Splintered Spanish vote heralds arduous coalition talks
Despite garnering the most votes, the center-right People’s Party (PP) had its worst result ever in a general election as Spaniards angered by high-level corruption cases and soaring unemployment turned away from the party in droves.
The outcome was reminiscent of a similar situation in neighboring Portugal, where the incumbent conservatives won an October election but a socialist government backed by far left parties was ultimately sworn in.
An unexpected surge from upstart anti-austerity party Podemos, which now partly holds the key to power, is the latest example of rising populist forces in Europe at the expense of mainstream center-right and center-left parties.
In Spain, the fragmented vote heralded a new era of pact-making, shattering a two-party system that has dominated Spain since the 1970s and casting a pall over an economic reform program that has helped pull the country out of recession.
“We’re starting a period that will not be easy,” Rajoy told cheering supporters from the balcony of the party headquarters in central Madrid. “It will be necessary to reach pacts and agreements and I will try to do this.”
However, the likelihood of a PP-led coalition faded with the robust showing of Podemos who roared into third place, outpacing fellow newcomer Ciudadanos whose market-friendly policies had been seen as a natural fit for the PP.
A tie-up between the PP and Ciudadanos would yield 163 seats, far short of the 176 needed for a majority administration.
The strong results of Podemos tipped the balance to the left of the political spectrum with five left-wing parties led by the opposition Socialists and Podemos together winning 172 seats.

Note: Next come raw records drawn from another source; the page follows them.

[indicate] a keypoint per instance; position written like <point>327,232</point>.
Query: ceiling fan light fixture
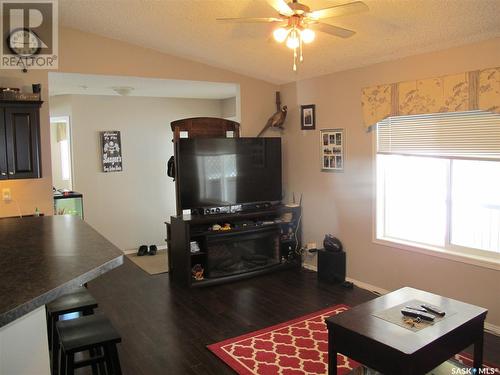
<point>280,34</point>
<point>307,36</point>
<point>293,40</point>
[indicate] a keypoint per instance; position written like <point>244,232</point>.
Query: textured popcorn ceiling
<point>187,28</point>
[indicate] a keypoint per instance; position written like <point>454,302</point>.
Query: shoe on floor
<point>143,250</point>
<point>152,250</point>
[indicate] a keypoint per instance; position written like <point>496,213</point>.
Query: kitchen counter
<point>41,258</point>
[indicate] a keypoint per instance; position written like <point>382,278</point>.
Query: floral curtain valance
<point>479,89</point>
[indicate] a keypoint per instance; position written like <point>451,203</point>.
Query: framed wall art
<point>111,151</point>
<point>332,143</point>
<point>308,117</point>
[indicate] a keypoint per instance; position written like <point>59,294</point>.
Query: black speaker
<point>331,266</point>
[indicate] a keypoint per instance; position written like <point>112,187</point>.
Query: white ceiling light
<point>300,19</point>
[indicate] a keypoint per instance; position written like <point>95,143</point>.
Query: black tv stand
<point>256,243</point>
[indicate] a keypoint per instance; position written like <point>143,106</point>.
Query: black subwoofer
<point>331,266</point>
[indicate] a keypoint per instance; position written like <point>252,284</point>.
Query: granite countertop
<point>41,258</point>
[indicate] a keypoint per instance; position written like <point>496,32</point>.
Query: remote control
<point>434,310</point>
<point>421,309</point>
<point>417,314</point>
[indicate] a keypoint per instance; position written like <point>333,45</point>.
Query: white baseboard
<point>370,287</point>
<point>488,327</point>
<point>127,252</point>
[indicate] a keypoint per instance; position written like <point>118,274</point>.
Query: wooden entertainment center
<point>208,248</point>
<point>188,228</point>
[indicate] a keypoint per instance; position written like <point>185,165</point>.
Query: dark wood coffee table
<point>392,349</point>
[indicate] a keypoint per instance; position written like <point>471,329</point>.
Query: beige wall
<point>342,203</point>
<point>88,53</point>
<point>127,207</point>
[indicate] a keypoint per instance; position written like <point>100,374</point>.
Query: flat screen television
<point>228,171</point>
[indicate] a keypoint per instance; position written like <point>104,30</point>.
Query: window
<point>438,183</point>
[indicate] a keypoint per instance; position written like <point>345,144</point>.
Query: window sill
<point>480,261</point>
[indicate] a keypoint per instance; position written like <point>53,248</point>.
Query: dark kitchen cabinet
<point>20,140</point>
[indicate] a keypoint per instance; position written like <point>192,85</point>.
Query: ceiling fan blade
<point>333,30</point>
<point>281,6</point>
<point>250,20</point>
<point>339,10</point>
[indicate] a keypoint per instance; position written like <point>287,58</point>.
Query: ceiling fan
<point>297,23</point>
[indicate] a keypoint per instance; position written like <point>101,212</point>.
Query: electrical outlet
<point>6,195</point>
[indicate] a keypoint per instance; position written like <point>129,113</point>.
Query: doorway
<point>60,143</point>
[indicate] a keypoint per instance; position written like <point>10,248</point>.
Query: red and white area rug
<point>299,346</point>
<point>296,347</point>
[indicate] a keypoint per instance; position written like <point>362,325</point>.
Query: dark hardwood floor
<point>165,328</point>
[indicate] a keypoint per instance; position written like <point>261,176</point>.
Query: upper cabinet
<point>20,140</point>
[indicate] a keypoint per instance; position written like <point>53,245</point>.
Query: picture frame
<point>308,117</point>
<point>111,151</point>
<point>332,150</point>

Such a left-wing alliance will be hard to form, however, as groups differ on economic policy and the degree of autonomy that should be awarded to the wealthy northeastern region Catalonia, home to an entrenched independence movement.

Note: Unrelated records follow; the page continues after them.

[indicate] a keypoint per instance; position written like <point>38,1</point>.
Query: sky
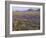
<point>23,8</point>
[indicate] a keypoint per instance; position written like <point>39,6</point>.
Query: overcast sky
<point>23,9</point>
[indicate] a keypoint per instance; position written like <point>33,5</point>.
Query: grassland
<point>21,23</point>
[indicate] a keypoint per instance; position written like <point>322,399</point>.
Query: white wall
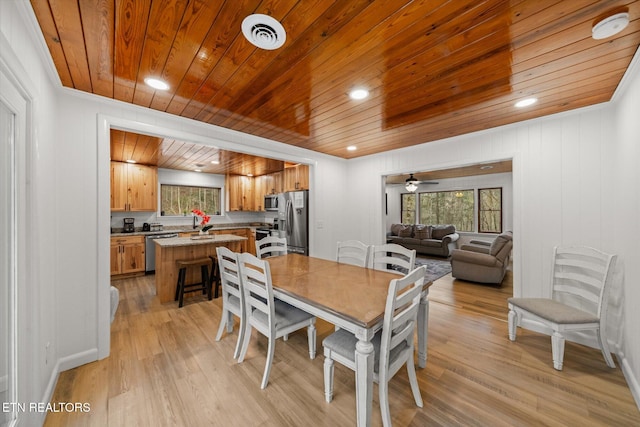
<point>38,294</point>
<point>624,210</point>
<point>567,169</point>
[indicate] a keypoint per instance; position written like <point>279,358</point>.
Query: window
<point>490,210</point>
<point>181,199</point>
<point>408,208</point>
<point>448,207</point>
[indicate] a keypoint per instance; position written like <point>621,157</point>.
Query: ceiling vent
<point>263,31</point>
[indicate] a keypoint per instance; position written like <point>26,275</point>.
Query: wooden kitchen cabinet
<point>296,178</point>
<point>127,255</point>
<point>240,193</point>
<point>273,183</point>
<point>133,187</point>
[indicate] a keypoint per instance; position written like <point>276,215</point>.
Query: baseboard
<point>632,381</point>
<point>78,359</point>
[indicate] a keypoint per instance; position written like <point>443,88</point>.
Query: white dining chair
<point>580,278</point>
<point>232,295</point>
<point>393,345</point>
<point>393,258</point>
<point>272,318</point>
<point>271,246</point>
<point>353,252</point>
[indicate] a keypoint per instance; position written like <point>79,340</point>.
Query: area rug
<point>436,268</point>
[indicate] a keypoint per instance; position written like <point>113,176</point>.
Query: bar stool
<point>182,287</point>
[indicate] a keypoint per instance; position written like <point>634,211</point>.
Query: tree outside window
<point>181,200</point>
<point>448,207</point>
<point>408,208</point>
<point>490,210</point>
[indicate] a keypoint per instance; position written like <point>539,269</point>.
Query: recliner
<point>482,264</point>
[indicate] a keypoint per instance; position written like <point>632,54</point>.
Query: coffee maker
<point>128,226</point>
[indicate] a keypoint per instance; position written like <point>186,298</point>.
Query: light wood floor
<point>166,368</point>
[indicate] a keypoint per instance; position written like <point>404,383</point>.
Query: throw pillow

“This result confirms Spain has entered an era of political fragmentation,” said Teneo Intelligence analyst Antonio Barroso. “The key question is whether there will be a coalition of parties against Rajoy.”
‘SPAIN IS NOT GERMANY’
The Spanish constitution does not set a specific deadline to form a government after the election. Analysts say negotiations to secure enough parliamentary support for a new prime minister could go for weeks – and maybe trigger another election.
“What most worries me is what the new government will look like and how it will govern,” said PP supporter, 29-year-old teacher Carlos Fernandez, standing outside the party headquarters in central Madrid.

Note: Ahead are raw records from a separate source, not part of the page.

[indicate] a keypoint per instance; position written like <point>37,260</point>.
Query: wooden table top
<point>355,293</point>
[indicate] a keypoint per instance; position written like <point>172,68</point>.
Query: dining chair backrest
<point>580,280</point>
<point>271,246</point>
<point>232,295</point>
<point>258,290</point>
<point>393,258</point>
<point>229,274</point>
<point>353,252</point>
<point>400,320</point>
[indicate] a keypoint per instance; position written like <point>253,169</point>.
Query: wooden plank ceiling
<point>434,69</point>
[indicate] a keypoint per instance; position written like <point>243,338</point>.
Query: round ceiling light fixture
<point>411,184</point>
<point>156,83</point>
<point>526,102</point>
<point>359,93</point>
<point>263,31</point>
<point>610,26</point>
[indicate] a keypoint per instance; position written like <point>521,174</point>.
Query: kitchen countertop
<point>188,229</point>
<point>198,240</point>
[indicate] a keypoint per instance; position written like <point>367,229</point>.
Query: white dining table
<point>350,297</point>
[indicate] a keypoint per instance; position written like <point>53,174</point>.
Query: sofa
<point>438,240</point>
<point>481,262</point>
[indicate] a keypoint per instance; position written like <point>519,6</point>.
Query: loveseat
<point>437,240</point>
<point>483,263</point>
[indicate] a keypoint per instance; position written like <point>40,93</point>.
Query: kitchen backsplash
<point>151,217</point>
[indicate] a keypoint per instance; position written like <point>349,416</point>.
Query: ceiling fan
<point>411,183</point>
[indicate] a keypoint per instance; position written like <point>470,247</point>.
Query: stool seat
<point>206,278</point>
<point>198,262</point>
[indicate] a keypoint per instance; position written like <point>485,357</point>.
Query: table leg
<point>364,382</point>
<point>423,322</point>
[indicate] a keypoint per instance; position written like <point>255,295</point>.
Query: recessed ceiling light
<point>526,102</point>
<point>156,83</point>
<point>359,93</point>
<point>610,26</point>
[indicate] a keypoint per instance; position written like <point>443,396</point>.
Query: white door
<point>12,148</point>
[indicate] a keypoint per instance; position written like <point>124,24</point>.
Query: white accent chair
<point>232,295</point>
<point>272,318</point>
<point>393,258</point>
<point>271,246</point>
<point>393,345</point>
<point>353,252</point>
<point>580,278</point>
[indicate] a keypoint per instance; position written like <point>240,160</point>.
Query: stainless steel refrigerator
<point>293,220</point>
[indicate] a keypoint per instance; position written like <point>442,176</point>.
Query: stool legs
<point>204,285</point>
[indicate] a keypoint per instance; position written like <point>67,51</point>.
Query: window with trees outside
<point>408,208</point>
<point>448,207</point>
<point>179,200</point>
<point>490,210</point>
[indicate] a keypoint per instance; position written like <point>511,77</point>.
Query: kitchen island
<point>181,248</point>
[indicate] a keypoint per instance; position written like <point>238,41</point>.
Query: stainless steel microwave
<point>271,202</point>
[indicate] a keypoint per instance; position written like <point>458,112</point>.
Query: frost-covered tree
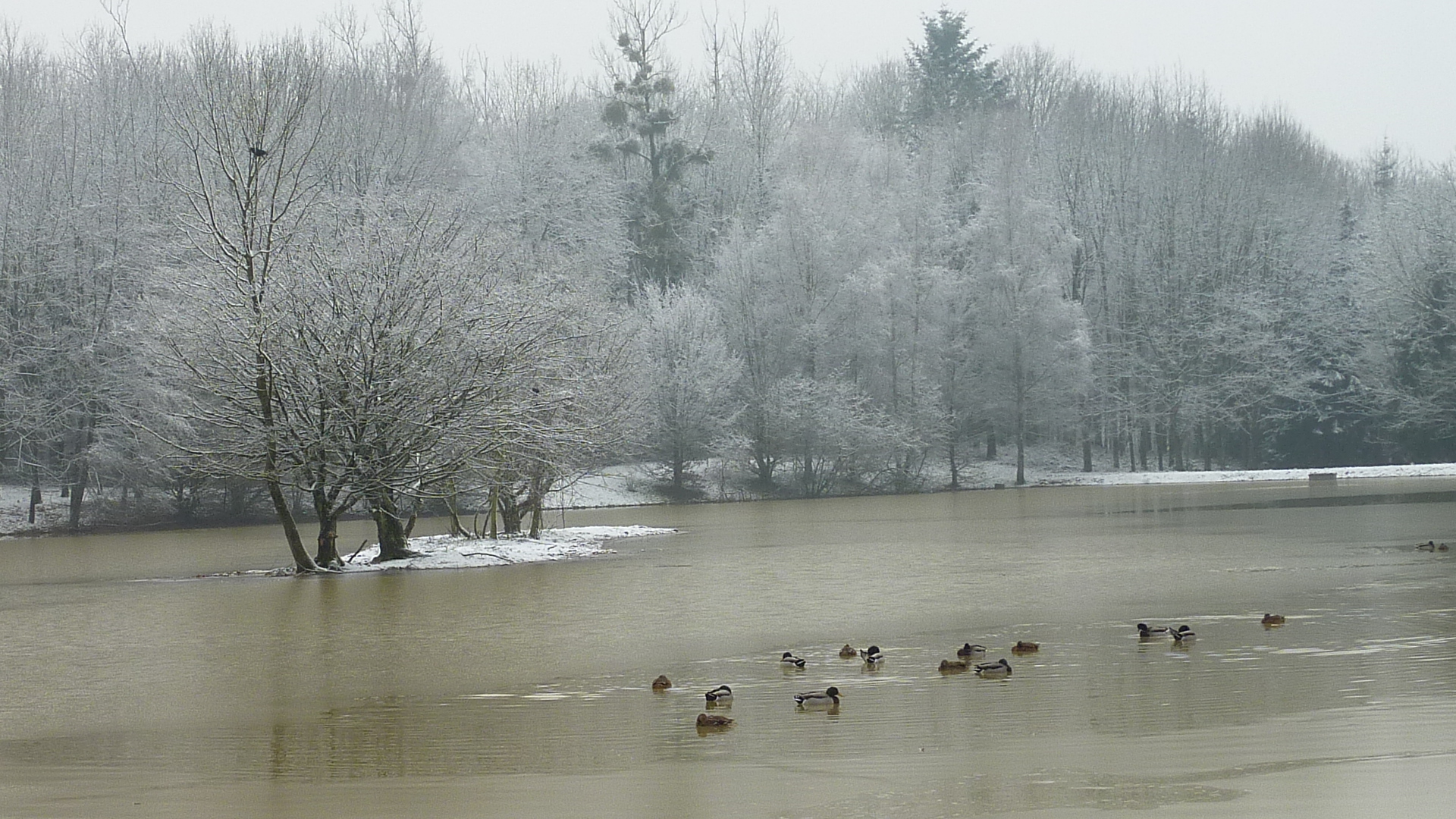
<point>689,379</point>
<point>951,72</point>
<point>639,111</point>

“The PP can’t form a majority with Ciudadanos, but nor can anyone else form a majority. A grand coalition between the PP and the opposition Socialists seems the best option, but I doubt that will happen.”
Leader of the opposition Socialists, Pedro Sanchez, said on December 21 that Rajoy had the right to have a first go at forming a government as he had won the most votes.
“Spain wants the left, Spain wants change, but the PP has won the most votes,” he said. “It falls to the leading political force to try and form a government.”
A minority PP government would be technically possible but unlikely due to the strong left-wing vote, as would be a grand coalition between the PP and the Socialists, which both parties vehemently ruled out during campaigning.
“The results are so close, but Spain is not like Germany and will not form a grand coalition,” said Rodrigo Serrano, a retired 67-year-old and former coach company owner at a Ciudadanos supporters event in Madrid.
“Now everyone will have to listen to each other, negotiate and talk. And put Spain and its government and stability ahead of everything else.”